Rebecca Traister Sheds Light on 'All the Single Ladies'

Author and self-described feminist journalist Rebecca Traister spoke at Lehigh on March 30, discussing her bestselling book, All the Single Ladies: Unmarried Women and the Rise of an Independent Nation, her observations of the current political environment and experiences as a woman married for the first time at age 35.

“I had to educate myself on American history from a totally different perspective,” said Traister to a packed auditorium at Lehigh’s Whitaker Lab 303, in describing the genesis of her book and taking audience members on a journey of single women in American history.

The inspiration for the book came from information she knew on the increasing rate of singlehood for women. Traister said that it has increased so much that there are more single women than married women in the country.

“I knew that there was a tremendous shift in mass numbers in terms of how people and women were behaving around marriage,” Traister said.

Traister said she strongly identified as a single woman in her 20s up until she met her now husband. Traister remembers being taken aback by the way people reacted to her marrying at a later age.

“I was a 35 year old. I had a career. I already published a book. My husband is 10 years older than me, he was in his 40s,” she said. “We both had full adult lives. Marriage wasn’t going to define us, kick off our lives together or shape us. We became adults separately. We just so happened to fall in love, and we were getting married.”

With her own personal experience and the trends she noticed among her friends marrying older or staying single and the history of unmarried women, Traister decided to combine the three to bring to light a topic overlooked.

“I was very interested in the fact of the sort of lack of acknowledgment of how crucial it is that the map of female adulthood is really being redrawn, but that a lot of our cultural habits haven’t caught up with it yet,” Traister said.

All the Single Ladies took around five years to write and two to three of those years were dedicated to researching the history of unmarried women. Traister admitted that with all of the useful research she found on unmarried women in the United States, there is a lot more history than she originally expected.

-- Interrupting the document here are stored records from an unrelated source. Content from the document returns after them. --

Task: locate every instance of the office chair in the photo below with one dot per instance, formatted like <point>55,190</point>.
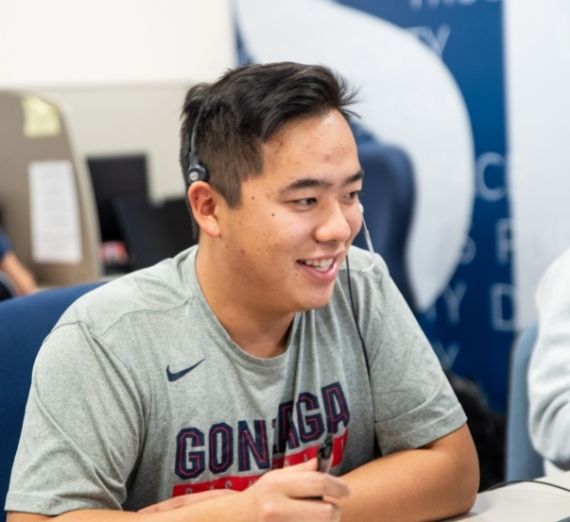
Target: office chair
<point>24,322</point>
<point>522,461</point>
<point>388,198</point>
<point>35,133</point>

When asked about her favorite part of writing the book, Traister discussed the privilege of including an interview with one of her heroes, Anita Hill, the attorney and law professor who came to public attention when testifying during the 1991 hearings on Supreme Court nominee Clarence Thomas. Traister said she was interested in how Hill’s testimony and how it was received was impacted by her singlehood.


Political and Social Ramifications

Traister spoke about single women, the history of unmarried women in America and how this correlates with 19th and 20th century social movements, ending with descriptions of how singlehood is threatened by our current political environment. The goal of her talk was to explain how the change in marriage for women isn’t because of a certain trend in society or based on what their friends are doing, she said, but part of a bigger picture for women to reach equality.

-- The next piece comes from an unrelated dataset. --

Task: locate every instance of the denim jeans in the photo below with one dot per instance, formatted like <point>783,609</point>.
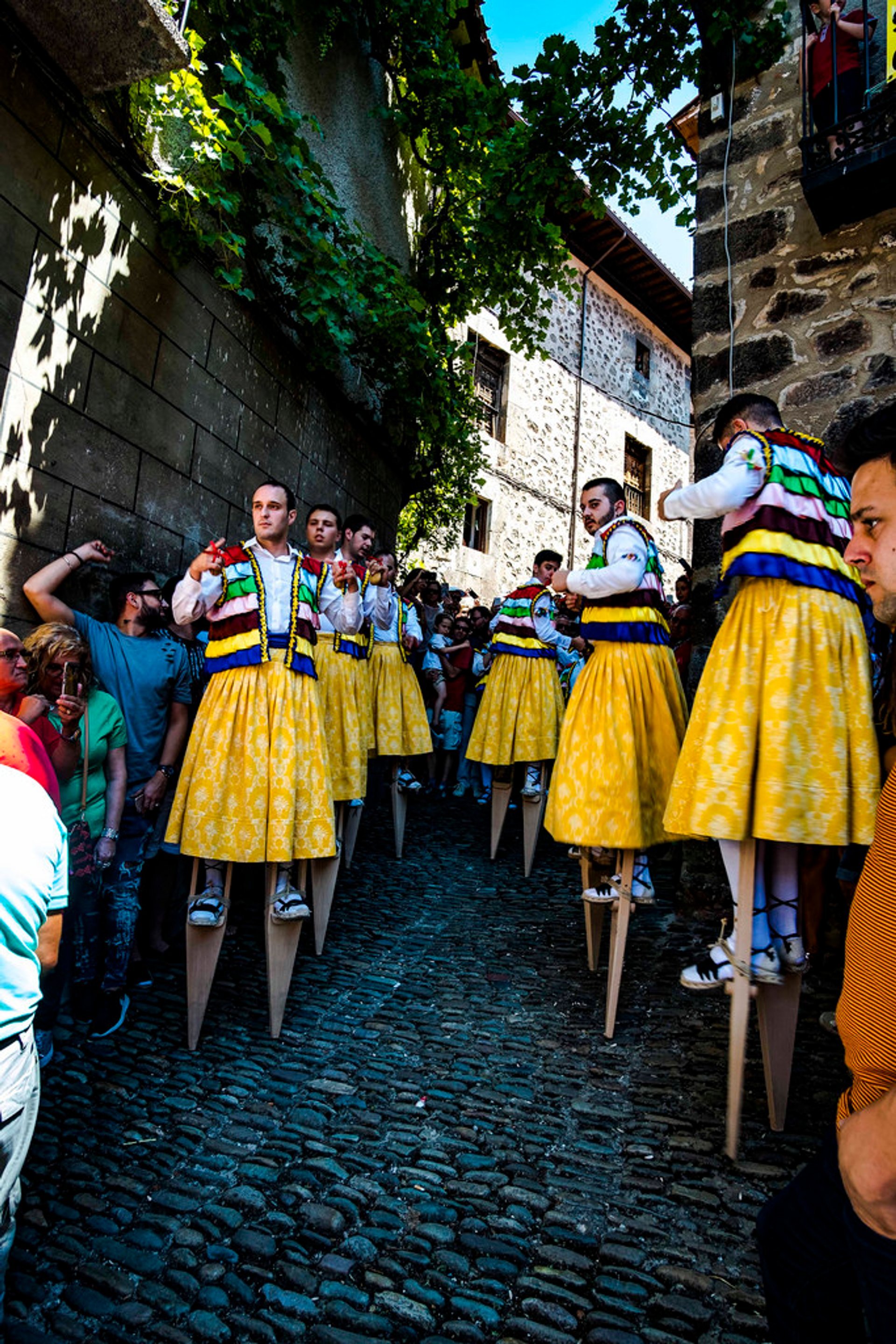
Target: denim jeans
<point>19,1101</point>
<point>105,909</point>
<point>829,1279</point>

Traister explained how unmarried women in history gravitated to certain jobs that brought them together, such as teaching or nursing. Traister noted that because these unmarried women came together in these jobs, this led to movements, such as women's suffrage and the temperance movement.

In her book and her talk, Traister identified that the government and current political status have a large impact on the singlehood and marriage of women.

“The ability to live independently is predicated on a government that acknowledges women and supports their independence,” Traister said.

Following a long applause at the end of her talk, Traister answered audience questions and signed copies of All the Single Ladies. One audience member asked about women in politics for 2020 and looking forward, to which Traister responded: “I have optimism about women in politics that I wouldn’t have had a few months ago.”

Lehigh Connection


Traister’s mother, emerita professor of  English Barbara Traister, taught at Lehigh for about 40 years, so when Traister was asked to speak, she was happy to.

“Lehigh has a particular place in my heart because it was the place where my mother worked for my entire life,” Traister said.

A writer at large for New York Magazine, Traister is a National Magazine Award finalist and contributing editor at Elle. She has written about women in politics, media and entertainment from a feminist perspective for The New Republic and Salon and has also contributed to The Nation, The New York Observer, The New York Times, The Washington Post, Vogue, Glamour and Marie Claire.

Traister’s first book, Big Girls Don’t Cry, about women and the 2008 presidential election, was a New York Times Notable Book of 2010 and the winner of the Ernesta Drinker Ballard Book Prize.

As a successful journalist, having her own books published and writing for numerous well-known publications, Traister shared some career advice for women: “Don’t ever devalue your work or your ideas.” 

The lecture was sponsored by the Friends of the Lehigh University Libraries and the Lehigh University Department of English.